Here in Kansas City, we talk a lot about real estate investing. But let’s be honest: most agents tossing around the word “investor” have never written a rent-ready check or dealt with a midnight plumbing call.
If you were to call 100 agents today and ask, “Do you work with investors?” almost all of them would say yes. But the real question is this:
“Do you own investment property yourself?”
Now the numbers shrink — in our experience, only about 5% say yes. And that difference is critical.
Why Ownership Matters
Owning a rental in Olathe, Overland Park, or over in Raytown isn’t about résumé padding. It’s about cash flow, vacancies, insurance hikes, and yes — the furnace that decides to die on the coldest day of January.

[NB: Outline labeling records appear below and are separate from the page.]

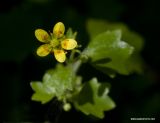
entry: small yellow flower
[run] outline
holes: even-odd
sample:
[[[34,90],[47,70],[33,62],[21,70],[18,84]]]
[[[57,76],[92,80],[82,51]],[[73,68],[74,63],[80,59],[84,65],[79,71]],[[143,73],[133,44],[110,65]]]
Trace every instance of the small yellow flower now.
[[[62,22],[55,24],[53,27],[53,33],[50,34],[43,29],[36,29],[36,38],[40,42],[45,43],[37,49],[37,55],[44,57],[49,53],[54,53],[58,62],[64,62],[66,60],[65,50],[72,50],[77,46],[77,41],[65,38],[64,32],[65,26]]]

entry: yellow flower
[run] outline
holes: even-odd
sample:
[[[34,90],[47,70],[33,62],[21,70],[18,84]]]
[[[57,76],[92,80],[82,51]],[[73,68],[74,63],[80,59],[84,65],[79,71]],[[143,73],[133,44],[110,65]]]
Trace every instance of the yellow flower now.
[[[74,39],[65,38],[64,35],[65,26],[62,22],[58,22],[53,27],[53,33],[48,34],[43,29],[36,29],[36,38],[45,43],[37,49],[37,55],[44,57],[49,53],[54,53],[54,56],[58,62],[64,62],[66,60],[66,51],[76,48],[77,41]]]

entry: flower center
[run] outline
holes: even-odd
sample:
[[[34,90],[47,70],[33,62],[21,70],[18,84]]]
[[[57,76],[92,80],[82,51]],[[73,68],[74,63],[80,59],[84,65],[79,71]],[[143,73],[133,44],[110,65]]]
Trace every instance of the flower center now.
[[[52,40],[50,41],[50,45],[51,45],[53,48],[55,48],[55,47],[57,47],[57,46],[59,45],[59,41],[58,41],[57,39],[52,39]]]

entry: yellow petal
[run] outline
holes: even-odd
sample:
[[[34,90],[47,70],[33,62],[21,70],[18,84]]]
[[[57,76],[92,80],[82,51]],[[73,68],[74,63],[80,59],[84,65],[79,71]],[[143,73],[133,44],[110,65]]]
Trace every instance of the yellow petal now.
[[[35,36],[40,42],[47,42],[49,39],[49,34],[43,29],[36,29]]]
[[[54,56],[58,62],[64,62],[66,60],[66,54],[64,50],[53,50]]]
[[[65,50],[72,50],[77,46],[77,42],[74,39],[65,39],[61,42],[61,46]]]
[[[50,45],[44,44],[37,49],[37,55],[44,57],[47,56],[50,53],[50,51],[51,51]]]
[[[53,34],[57,38],[61,38],[65,32],[65,26],[62,22],[58,22],[53,28]]]

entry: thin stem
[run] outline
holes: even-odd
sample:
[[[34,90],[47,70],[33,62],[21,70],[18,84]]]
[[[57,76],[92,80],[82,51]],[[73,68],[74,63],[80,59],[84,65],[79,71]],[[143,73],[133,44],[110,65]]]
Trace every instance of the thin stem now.
[[[81,64],[82,64],[82,61],[80,59],[73,64],[73,71],[75,73],[78,71],[78,69],[81,66]]]

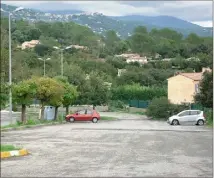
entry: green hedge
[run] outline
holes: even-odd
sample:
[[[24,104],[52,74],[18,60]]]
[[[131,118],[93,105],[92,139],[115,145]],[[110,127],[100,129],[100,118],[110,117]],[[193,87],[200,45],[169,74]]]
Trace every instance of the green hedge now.
[[[167,96],[166,88],[142,87],[139,84],[124,85],[112,88],[112,100],[152,100]]]
[[[189,106],[171,104],[167,97],[160,97],[151,101],[146,111],[146,115],[152,117],[152,119],[167,120],[168,117],[178,114],[185,109],[189,109]]]

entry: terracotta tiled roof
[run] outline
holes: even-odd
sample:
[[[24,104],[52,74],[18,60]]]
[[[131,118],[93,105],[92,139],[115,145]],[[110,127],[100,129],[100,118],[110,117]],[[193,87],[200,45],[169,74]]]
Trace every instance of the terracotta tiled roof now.
[[[195,81],[200,81],[202,79],[203,73],[180,73],[179,75],[182,75]]]

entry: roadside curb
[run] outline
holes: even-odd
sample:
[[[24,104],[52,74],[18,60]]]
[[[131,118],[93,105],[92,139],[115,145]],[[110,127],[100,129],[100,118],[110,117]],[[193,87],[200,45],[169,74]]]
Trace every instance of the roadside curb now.
[[[1,152],[1,159],[9,158],[9,157],[16,157],[16,156],[25,156],[28,155],[29,152],[26,149],[21,150],[13,150],[13,151],[3,151]]]
[[[20,126],[20,127],[4,128],[4,129],[1,129],[1,132],[11,131],[11,130],[31,129],[31,128],[37,128],[37,127],[43,127],[43,126],[62,125],[62,124],[66,124],[66,123],[67,122],[63,121],[61,123],[53,122],[53,123],[48,123],[48,124],[25,125],[25,126]]]

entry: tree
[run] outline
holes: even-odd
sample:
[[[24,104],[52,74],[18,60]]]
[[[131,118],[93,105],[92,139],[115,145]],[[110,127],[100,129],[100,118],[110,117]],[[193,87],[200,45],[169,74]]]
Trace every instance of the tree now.
[[[53,51],[52,48],[49,46],[43,45],[43,44],[38,44],[35,46],[34,51],[37,55],[39,56],[45,56],[45,55],[50,55],[50,53]]]
[[[195,95],[195,101],[204,107],[213,107],[213,71],[205,72],[199,84],[199,93]]]
[[[110,97],[108,86],[97,74],[91,74],[77,89],[80,92],[77,104],[102,105],[106,104]]]
[[[40,119],[43,120],[45,104],[60,106],[63,100],[64,88],[61,83],[48,77],[34,78],[34,81],[37,85],[36,98],[41,101]]]
[[[12,88],[14,102],[22,106],[22,123],[26,123],[26,106],[32,103],[36,90],[37,86],[33,80],[21,81]]]

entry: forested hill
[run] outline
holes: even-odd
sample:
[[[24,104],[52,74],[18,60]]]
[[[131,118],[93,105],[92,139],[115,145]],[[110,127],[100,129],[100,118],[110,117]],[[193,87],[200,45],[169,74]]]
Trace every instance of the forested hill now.
[[[15,6],[1,4],[5,10],[14,10]],[[6,15],[6,13],[2,13]],[[121,38],[127,38],[133,34],[133,30],[137,26],[145,26],[148,31],[153,28],[162,29],[170,28],[182,33],[185,37],[190,33],[196,33],[199,36],[212,36],[212,28],[204,28],[190,22],[169,16],[124,16],[109,17],[100,13],[83,13],[81,11],[48,11],[42,12],[33,9],[24,9],[14,14],[14,18],[34,22],[69,22],[73,21],[81,25],[85,25],[92,29],[93,32],[105,35],[106,31],[114,30]]]

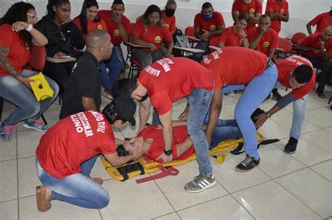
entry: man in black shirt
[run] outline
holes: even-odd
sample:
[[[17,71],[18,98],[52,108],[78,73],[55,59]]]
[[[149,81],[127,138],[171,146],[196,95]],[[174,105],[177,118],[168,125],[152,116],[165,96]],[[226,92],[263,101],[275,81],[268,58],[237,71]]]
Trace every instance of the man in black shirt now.
[[[109,34],[101,29],[88,33],[86,51],[73,67],[64,91],[59,118],[62,119],[78,112],[99,111],[102,102],[99,64],[112,54]]]

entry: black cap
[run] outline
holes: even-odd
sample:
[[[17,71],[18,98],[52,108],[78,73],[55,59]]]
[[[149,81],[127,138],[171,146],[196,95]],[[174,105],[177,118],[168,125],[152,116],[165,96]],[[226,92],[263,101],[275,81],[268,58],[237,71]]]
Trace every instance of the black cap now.
[[[114,99],[112,102],[116,102],[114,111],[117,114],[118,118],[127,120],[130,125],[134,126],[136,124],[134,116],[136,112],[136,104],[129,97],[119,96]]]

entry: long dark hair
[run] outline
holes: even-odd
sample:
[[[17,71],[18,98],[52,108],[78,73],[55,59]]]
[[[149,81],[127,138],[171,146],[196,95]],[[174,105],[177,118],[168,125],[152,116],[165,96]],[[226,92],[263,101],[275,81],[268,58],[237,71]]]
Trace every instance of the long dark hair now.
[[[53,6],[58,6],[64,4],[69,4],[70,5],[69,0],[48,0],[48,4],[47,4],[47,14],[52,18],[53,20],[55,18],[55,11],[53,10]]]
[[[81,25],[82,25],[82,31],[83,34],[88,34],[88,19],[86,18],[86,9],[90,7],[95,6],[97,8],[99,8],[98,3],[96,0],[85,0],[82,6],[82,10],[81,11],[81,14],[78,17],[81,18]],[[94,22],[98,22],[100,21],[99,16],[96,16]]]
[[[159,14],[159,22],[158,22],[158,25],[161,25],[162,24],[160,8],[159,8],[159,7],[156,5],[151,5],[148,7],[144,14],[143,15],[143,23],[144,24],[144,26],[146,27],[148,26],[148,15],[150,15],[150,14],[154,12],[158,12],[158,13]]]
[[[14,4],[9,8],[6,14],[0,19],[0,25],[8,24],[12,25],[17,21],[27,22],[27,13],[29,10],[34,10],[34,7],[29,3],[23,1]],[[27,42],[29,48],[32,48],[32,36],[27,30],[18,32],[20,38]]]

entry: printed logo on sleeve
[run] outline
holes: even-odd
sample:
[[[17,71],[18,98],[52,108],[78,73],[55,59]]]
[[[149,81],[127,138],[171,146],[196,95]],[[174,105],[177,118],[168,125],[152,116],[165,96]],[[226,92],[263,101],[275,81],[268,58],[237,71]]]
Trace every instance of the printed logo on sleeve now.
[[[155,36],[155,43],[160,43],[161,42],[161,36],[159,35]]]
[[[210,31],[215,31],[216,29],[216,25],[212,25],[210,26]]]
[[[249,8],[249,10],[248,11],[249,13],[249,14],[254,14],[255,13],[255,8]]]
[[[120,36],[120,31],[118,29],[115,29],[113,32],[114,36]]]
[[[263,43],[263,46],[264,48],[268,48],[270,46],[270,42],[269,41],[265,41]]]

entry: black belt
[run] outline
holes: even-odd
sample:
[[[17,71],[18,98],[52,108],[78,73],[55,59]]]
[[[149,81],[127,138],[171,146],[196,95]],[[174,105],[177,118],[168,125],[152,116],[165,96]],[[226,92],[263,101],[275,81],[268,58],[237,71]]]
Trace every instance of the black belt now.
[[[266,70],[266,69],[269,69],[270,67],[271,67],[273,66],[274,64],[275,64],[275,63],[273,62],[273,61],[272,61],[271,60],[268,59],[268,62],[266,63],[265,69],[264,69],[264,70]]]

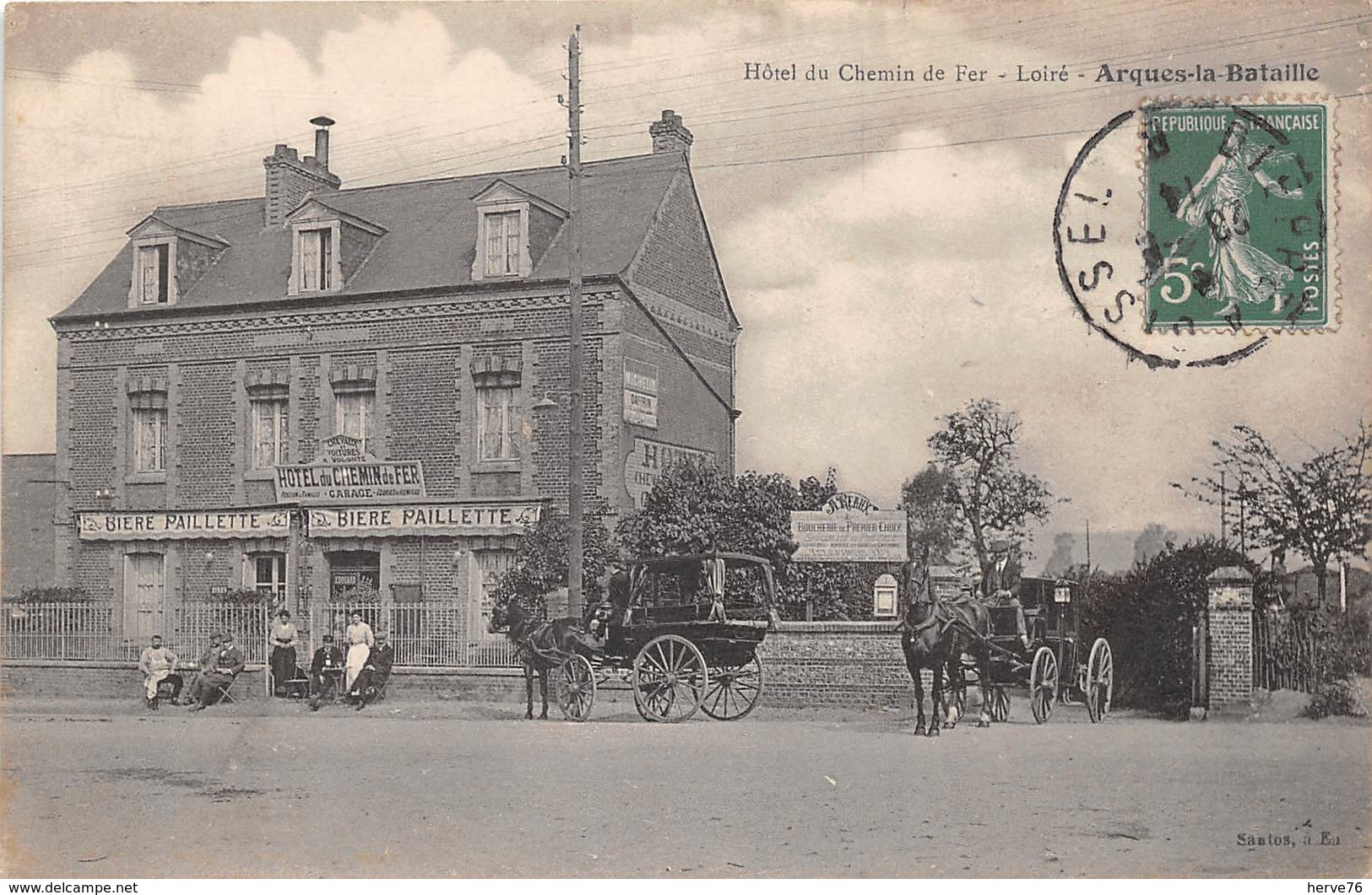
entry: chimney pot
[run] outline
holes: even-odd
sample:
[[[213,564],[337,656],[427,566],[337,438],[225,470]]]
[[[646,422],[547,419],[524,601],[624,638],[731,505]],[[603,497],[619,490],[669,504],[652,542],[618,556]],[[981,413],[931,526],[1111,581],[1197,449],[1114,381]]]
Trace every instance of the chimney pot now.
[[[653,152],[685,152],[690,158],[690,144],[696,137],[682,123],[682,117],[674,110],[664,108],[663,117],[648,126],[648,133],[653,138]]]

Agents who have lived those realities know what you’re really signing up for. We understand how tenant management, maintenance costs, and tax strategies hit your bottom line because we’ve been there ourselves.
When we work with investors, we’re not handing out a script or just quoting market data. We’re sharing the lessons we’ve learned through our own properties and through managing 840+ homes across the Kansas City area.
Experience Brings Perspective
We aren’t knocking agents who serve investors without ever owning a property. But there’s a perspective you simply can’t fake.
When you’ve personally signed the lease, covered the mortgage during a vacancy, or wrestled with a contractor’s change order, you look at deals differently. You give advice differently. And that leads to better decisions for our clients.
Investors deserve an agent who knows the difference between textbook ROI and the real-life math after property taxes, repairs, and that surprise water bill.
The Big Takeaway
Kansas City isn’t Phoenix or Miami where values whip up and down like a roller coaster. Our market is steady — think more bonds than high-flying stocks. It’s a place where long-term rentals quietly build wealth year after year.
That’s why your choice of agent matters. Because if someone doesn’t believe in this market enough to put their own dollars into it, why should you trust them with yours?